Movie review by Dennis D. McDonald

Shot in vivid black and white, this widescreen Japanese horror movie from 1964 operates on several levels. There is the supernatural aspect (the demon and the mask), there is the sexual frustration of the main characters that is wildly and explicitly unleashed during the film, there is the backdrop of the natural environment formed by a sea of tall grass adjacent to a river where events play out, and there is the debasement of individuals in society caused by war that forces them into a horrific survival mode.

This being a Criterion DVD there are some extras here that are extremely interesting, including a “home movie” shot by one of the main actors, production notes and sketches, and a fascinating interview with the director, now in his 90’s. I vaguely remember this from its earlier circulation among art houses in the U.S. I doubt if I would have appreciated it back then.

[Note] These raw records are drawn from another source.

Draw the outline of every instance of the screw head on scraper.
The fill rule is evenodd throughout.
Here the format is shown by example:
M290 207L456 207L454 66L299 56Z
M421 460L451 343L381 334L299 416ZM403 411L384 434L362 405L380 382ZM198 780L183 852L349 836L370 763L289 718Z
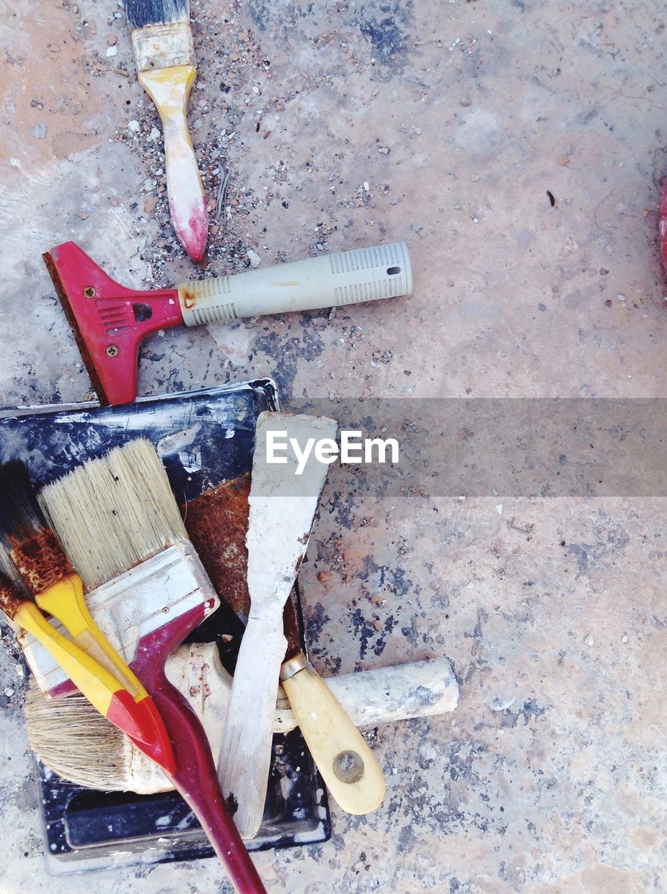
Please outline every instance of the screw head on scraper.
M667 181L663 187L663 199L660 203L660 249L663 265L667 272Z
M43 257L100 403L134 401L141 342L183 324L178 289L126 289L74 242Z

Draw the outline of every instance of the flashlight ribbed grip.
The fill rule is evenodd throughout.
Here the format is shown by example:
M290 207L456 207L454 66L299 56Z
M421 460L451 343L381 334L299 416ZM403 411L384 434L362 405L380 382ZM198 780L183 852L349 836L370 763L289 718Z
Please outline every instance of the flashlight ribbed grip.
M404 242L356 249L179 286L188 326L295 310L314 310L413 291Z

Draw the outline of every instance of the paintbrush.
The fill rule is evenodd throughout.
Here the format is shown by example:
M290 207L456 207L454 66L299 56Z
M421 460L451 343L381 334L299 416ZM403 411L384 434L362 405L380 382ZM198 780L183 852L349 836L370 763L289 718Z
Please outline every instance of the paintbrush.
M74 571L55 535L46 524L22 462L0 466L0 543L9 566L38 606L57 618L76 645L118 681L116 698L135 702L131 712L146 754L173 771L169 735L148 693L93 620ZM113 703L112 703L113 704ZM108 716L108 715L107 715ZM109 718L113 722L113 715Z
M176 235L199 262L208 222L202 178L188 130L188 97L196 74L188 0L125 0L139 83L164 131L167 195Z
M146 735L145 715L115 677L49 624L32 599L0 573L0 609L14 628L28 630L75 686L110 722L136 738Z
M263 451L261 438L257 450ZM181 509L190 539L213 586L244 621L250 614L245 545L249 493L250 475L246 474L219 485ZM287 516L278 536L283 542L288 537ZM269 538L269 533L264 535L265 540ZM285 603L282 620L288 642L280 668L282 686L311 756L340 807L352 814L369 813L382 800L385 785L381 773L373 772L377 763L356 729L356 714L348 716L336 697L337 686L326 686L304 654L293 595Z
M89 589L106 582L129 588L133 578L150 577L152 566L163 563L170 554L180 559L189 552L191 561L198 562L164 467L146 438L73 469L44 488L40 504ZM199 573L205 578L201 565ZM163 592L177 574L178 562L166 575L155 577L155 586ZM204 620L204 608L212 602L173 620L165 620L163 626L144 637L134 668L171 737L177 769L170 776L174 788L196 815L237 890L244 894L263 892L227 812L204 729L164 673L167 656ZM166 619L169 592L164 593L164 603Z
M231 688L214 643L182 645L166 672L199 717L211 747L220 746ZM355 726L375 726L454 711L458 684L446 658L360 670L325 680ZM42 763L63 779L105 791L141 795L173 788L127 736L104 723L85 698L46 699L30 677L25 704L26 731ZM285 698L279 698L273 732L297 726Z

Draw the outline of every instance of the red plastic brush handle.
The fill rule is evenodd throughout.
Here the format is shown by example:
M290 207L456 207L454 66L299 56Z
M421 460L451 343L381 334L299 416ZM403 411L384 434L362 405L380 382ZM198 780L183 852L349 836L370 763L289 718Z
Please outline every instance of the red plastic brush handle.
M134 401L141 342L183 324L178 289L126 289L74 242L56 246L44 259L100 402Z
M663 264L667 271L667 181L663 187L663 200L660 205L660 248Z
M199 820L239 894L266 894L262 880L229 816L204 727L164 673L167 657L204 620L204 607L190 610L143 637L132 669L153 698L171 737L174 788ZM141 747L140 743L137 743Z

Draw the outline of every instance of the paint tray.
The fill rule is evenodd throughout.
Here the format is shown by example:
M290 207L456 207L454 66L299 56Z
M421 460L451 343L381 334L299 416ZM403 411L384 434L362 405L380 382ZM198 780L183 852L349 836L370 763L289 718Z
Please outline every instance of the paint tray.
M130 437L158 448L179 504L252 468L259 413L277 409L271 379L140 398L122 407L63 405L0 412L0 460L21 459L45 485ZM224 598L224 595L221 594ZM298 596L296 600L300 616ZM302 645L305 651L301 630ZM224 601L189 641L218 642L233 670L243 625ZM224 644L220 639L224 635ZM228 638L230 637L230 638ZM50 873L213 856L177 792L102 792L62 780L38 762L45 854ZM298 729L274 736L264 817L248 850L326 841L331 833L324 783Z

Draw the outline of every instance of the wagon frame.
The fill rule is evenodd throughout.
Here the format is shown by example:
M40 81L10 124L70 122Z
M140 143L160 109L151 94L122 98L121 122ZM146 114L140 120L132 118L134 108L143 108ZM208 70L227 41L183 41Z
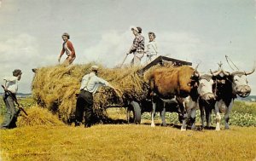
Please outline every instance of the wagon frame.
M160 56L158 56L153 61L151 61L149 64L146 65L143 68L138 70L137 73L139 75L143 76L144 74L144 72L147 70L148 70L150 67L152 67L157 64L163 66L165 61L172 62L173 64L173 66L183 66L183 65L192 66L191 62L183 61L183 60L160 55ZM173 102L173 103L170 103L169 106L177 106L177 105ZM150 106L150 107L148 108L148 106ZM139 101L127 100L127 101L125 101L125 103L123 105L108 106L107 108L108 108L108 107L126 108L127 123L138 124L141 123L142 114L145 112L151 112L152 103L151 103L151 100L148 100L147 98L139 100ZM172 109L175 110L175 108L167 108L166 112L175 112L175 111L172 111ZM160 110L157 108L156 111L159 112Z

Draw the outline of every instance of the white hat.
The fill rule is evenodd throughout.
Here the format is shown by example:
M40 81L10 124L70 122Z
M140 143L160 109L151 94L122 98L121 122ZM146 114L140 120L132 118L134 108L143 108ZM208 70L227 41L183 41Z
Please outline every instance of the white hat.
M137 27L131 27L131 31L133 31L133 30L135 30L135 31L137 31L137 32L139 32L139 31L137 30Z
M90 66L90 70L91 71L98 71L98 69L99 69L99 66Z

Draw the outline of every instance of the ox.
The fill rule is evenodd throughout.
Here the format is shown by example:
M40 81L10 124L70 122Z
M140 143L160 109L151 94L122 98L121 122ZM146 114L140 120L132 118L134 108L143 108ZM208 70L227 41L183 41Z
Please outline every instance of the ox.
M183 118L184 108L183 106L183 99L189 95L191 91L192 81L191 78L198 77L195 72L196 70L191 66L183 66L173 68L163 67L154 70L149 77L149 93L152 96L152 122L151 126L154 127L154 115L156 109L156 103L160 98L164 105L160 112L162 124L166 126L165 119L166 104L171 102L177 102L179 104L179 118ZM180 120L183 118L180 118Z
M230 114L236 95L241 97L247 97L251 93L251 88L247 84L247 76L253 73L255 66L250 72L234 72L232 73L222 70L222 74L216 76L216 83L213 85L216 93L216 101L209 106L204 106L201 103L201 112L204 115L204 109L207 115L207 126L210 126L210 116L212 109L214 108L216 114L216 130L220 130L220 113L224 113L224 128L230 129L229 120ZM204 127L204 117L202 118L202 126Z
M187 115L183 121L181 130L186 130L187 121L190 121L192 124L191 129L195 129L195 112L198 109L199 101L212 102L215 101L215 94L212 92L213 80L212 77L216 77L221 71L212 74L200 74L198 78L198 86L195 86L185 98L184 106Z
M186 103L186 106L188 106L189 110L192 110L196 107L195 102L196 102L198 94L207 100L214 99L214 95L212 90L213 81L208 80L211 77L212 75L210 77L207 77L206 75L199 77L199 72L196 69L193 69L187 66L171 69L161 68L154 71L149 79L149 92L151 92L151 95L153 96L151 126L155 126L154 120L157 103L156 101L159 100L157 98L160 98L164 102L164 106L160 112L162 124L164 126L166 125L165 119L166 104L177 102L179 107L178 112L178 112L179 119L180 121L183 120L182 129L185 129L184 124L186 121L184 122L184 117L187 115L184 115L184 105L186 102L184 98L189 95L189 100L190 101L188 101ZM207 83L203 81L206 78L207 79L206 82L209 82L209 85L207 86L205 86ZM197 92L196 85L199 80L201 81L201 86L199 92ZM208 88L210 86L211 88Z

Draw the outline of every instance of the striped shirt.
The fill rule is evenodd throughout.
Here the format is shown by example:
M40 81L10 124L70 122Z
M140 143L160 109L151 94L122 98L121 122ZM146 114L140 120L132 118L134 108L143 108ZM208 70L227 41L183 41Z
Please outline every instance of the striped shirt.
M145 38L142 35L135 37L130 53L144 53Z
M6 89L13 94L16 94L18 91L18 78L13 76L9 78L4 78L3 80L5 80L7 83Z

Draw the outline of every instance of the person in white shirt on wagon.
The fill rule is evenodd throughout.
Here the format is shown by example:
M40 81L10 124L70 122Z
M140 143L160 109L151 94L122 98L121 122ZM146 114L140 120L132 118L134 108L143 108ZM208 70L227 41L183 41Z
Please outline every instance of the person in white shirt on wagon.
M148 64L154 60L158 55L157 43L155 41L155 34L152 32L148 32L149 42L146 45L145 53L147 55L146 63Z
M85 111L85 128L90 128L92 124L93 112L93 94L95 94L100 86L108 86L114 89L116 93L119 89L115 89L106 80L97 77L98 66L92 66L91 72L84 76L80 87L80 93L77 99L75 111L75 126L79 126L82 123L84 112Z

Now this film is an example of a formalism that we don’t see much with our fast cuts and our CGI.

The director very deliberately layers his story, all the time keeping a sharp focus on the three main characters — a middle aged woman and her young daughter, who scratch a living by killing stray soldiers and selling their armor and weapons, and a shifty young male neighbor who returns from the feudal wars to report that the woman’s son (the girl’s husband) is dead. The sexual triangle that is thus set up runs smack-dab into a surprising visit by a demon and his mask — we know it’s a trick, but it takes a hideous twist that is hard to ignore, even if the viewer has a hardened experience with the standard horror themes.

The inevitability of it all — call it “divine retribution” if you like — doesn’t take away from the impact of the ending. Slow in parts, this film is worth a view in a darkened room with no interruptions.